Monday, August 23, 2010

Downgrading logic

Saturday 21st August

If a person wants to indulge their fancy for fried eggs they must manipulate their logic, to marry the delicious taste in their mouth with the rightness of it in the brain. I’m sure psychopaths have a similar problem when they thirst for murder but know it makes no sense. We all accommodate “convenient” habits and twist our logic to suit our own best interests.
The eating of meat is justified with threadbare arguments so people with good brains, who’re intellectually advantaged, have to do some sloppy thinking to think this thing through, particularly if it has a bearing on “human club” membership.
In effect it comes down to compromise the soft centre in order to harden up. That’s pragmatism and what’s required of adults, but it makes us subservient to club rules, it reflects the weak, “me-centred” nature of the adult human. As decision-making adults we are expected to manipulate our acceptance levels. We lay aside logic to pay our dues and enjoy the rewards. And that was always the cause of our embarrassment as humans, that our intellectual prowess must be laid aside to allow certain primitive instincts to take over.

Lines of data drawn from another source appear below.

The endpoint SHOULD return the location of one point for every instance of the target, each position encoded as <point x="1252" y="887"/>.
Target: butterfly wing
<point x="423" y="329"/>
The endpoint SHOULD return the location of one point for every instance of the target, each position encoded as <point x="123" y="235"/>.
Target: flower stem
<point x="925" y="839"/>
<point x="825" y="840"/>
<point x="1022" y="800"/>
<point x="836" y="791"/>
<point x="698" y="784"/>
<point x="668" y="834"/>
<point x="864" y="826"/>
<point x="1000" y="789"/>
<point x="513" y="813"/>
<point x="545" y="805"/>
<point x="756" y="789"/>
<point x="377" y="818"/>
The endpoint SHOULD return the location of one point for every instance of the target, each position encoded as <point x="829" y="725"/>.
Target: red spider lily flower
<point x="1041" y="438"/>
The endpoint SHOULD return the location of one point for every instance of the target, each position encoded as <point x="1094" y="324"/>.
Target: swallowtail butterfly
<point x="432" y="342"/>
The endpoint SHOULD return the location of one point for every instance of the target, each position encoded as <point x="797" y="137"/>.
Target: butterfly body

The predator in us is stronger than our self-image, as sophisticated advanced beings. In particular this was (and still is) the dilemma over keeping humans as slaves, and the next dilemma is over the slavery of animals. It’s a disaster-in-waiting.

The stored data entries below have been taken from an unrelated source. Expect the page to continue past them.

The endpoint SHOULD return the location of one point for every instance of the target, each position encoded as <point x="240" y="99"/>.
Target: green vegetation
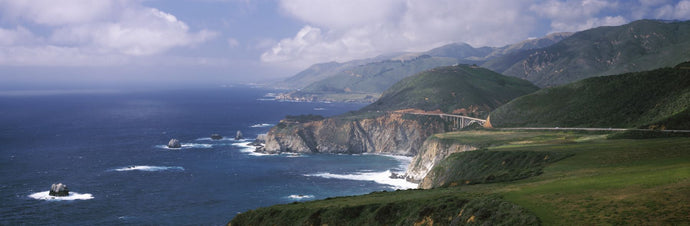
<point x="303" y="118"/>
<point x="374" y="77"/>
<point x="603" y="181"/>
<point x="658" y="99"/>
<point x="637" y="46"/>
<point x="474" y="89"/>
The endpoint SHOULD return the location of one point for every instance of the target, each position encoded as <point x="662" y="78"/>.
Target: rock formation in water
<point x="390" y="133"/>
<point x="239" y="135"/>
<point x="431" y="153"/>
<point x="174" y="143"/>
<point x="58" y="189"/>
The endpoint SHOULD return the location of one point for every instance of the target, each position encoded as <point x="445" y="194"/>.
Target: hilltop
<point x="369" y="79"/>
<point x="364" y="80"/>
<point x="376" y="128"/>
<point x="650" y="99"/>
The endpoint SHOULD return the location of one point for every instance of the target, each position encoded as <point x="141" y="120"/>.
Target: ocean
<point x="109" y="149"/>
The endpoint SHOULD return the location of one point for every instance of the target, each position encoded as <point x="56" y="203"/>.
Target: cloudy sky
<point x="85" y="43"/>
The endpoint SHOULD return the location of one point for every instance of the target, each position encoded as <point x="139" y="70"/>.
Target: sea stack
<point x="174" y="143"/>
<point x="58" y="189"/>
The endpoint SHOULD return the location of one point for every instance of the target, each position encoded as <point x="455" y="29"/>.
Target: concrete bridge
<point x="457" y="121"/>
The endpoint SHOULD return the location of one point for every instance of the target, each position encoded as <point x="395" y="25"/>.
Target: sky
<point x="56" y="44"/>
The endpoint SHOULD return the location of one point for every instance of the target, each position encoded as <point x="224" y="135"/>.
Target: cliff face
<point x="391" y="133"/>
<point x="432" y="152"/>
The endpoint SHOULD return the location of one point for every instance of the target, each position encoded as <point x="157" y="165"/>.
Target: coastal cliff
<point x="387" y="133"/>
<point x="433" y="151"/>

If a train is thundering down the line and your mate is in the way you’d push her off the line, even at your own risk, yes? That’s the sticking point: is it judgement or is it protection to push him out of the way? “Greater love hath no man than to lay down his life for a friend”. So, vegans might not be gratuitously judgemental but simply doing their best to defend their friends from disaster.
My friend may be on top of a cliff, ready to his own life. The dilemma: should I intervene? It brings up the question of one person imposing their own values on another. Do we have a right to do that?

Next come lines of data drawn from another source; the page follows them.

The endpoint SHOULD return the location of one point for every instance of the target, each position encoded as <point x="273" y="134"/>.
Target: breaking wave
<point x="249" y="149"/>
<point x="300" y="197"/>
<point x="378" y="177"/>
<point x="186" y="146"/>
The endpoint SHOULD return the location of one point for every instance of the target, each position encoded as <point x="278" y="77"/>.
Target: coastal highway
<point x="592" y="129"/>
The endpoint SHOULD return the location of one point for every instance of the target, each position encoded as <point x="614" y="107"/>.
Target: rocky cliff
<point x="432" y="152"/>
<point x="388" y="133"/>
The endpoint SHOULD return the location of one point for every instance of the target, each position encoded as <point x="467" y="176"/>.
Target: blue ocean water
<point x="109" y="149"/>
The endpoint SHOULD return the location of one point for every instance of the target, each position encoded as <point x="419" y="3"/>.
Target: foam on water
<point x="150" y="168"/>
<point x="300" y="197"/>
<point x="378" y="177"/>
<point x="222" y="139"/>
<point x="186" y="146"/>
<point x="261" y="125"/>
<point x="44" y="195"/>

In terms of “imposing” our value-laden ideas on others, we drive a thin line between two extremes, both of which everyone knows only too well. And fears. We fear the loss of our free-will, we fear the loss of our life. Veganism treads on egg shells, between each. We might need to be subtle if we want to be effective. Today’s men and women and even children are so sophisticated in their thinking. We are all so aware of others coming in on our ‘act’. Surely, if I want to downgrade my logic, I have the right to do so.
As vegans, we might agree, but we’d like the chance to break through the bullshit of it too! The intelligentsia has a bit of a problem here. They pretend to be capable of logical thought and yet over this question of personal use of certain putative harmful substances they refuse to address the subject logically. If they did it would show a chink in their intellectual armour.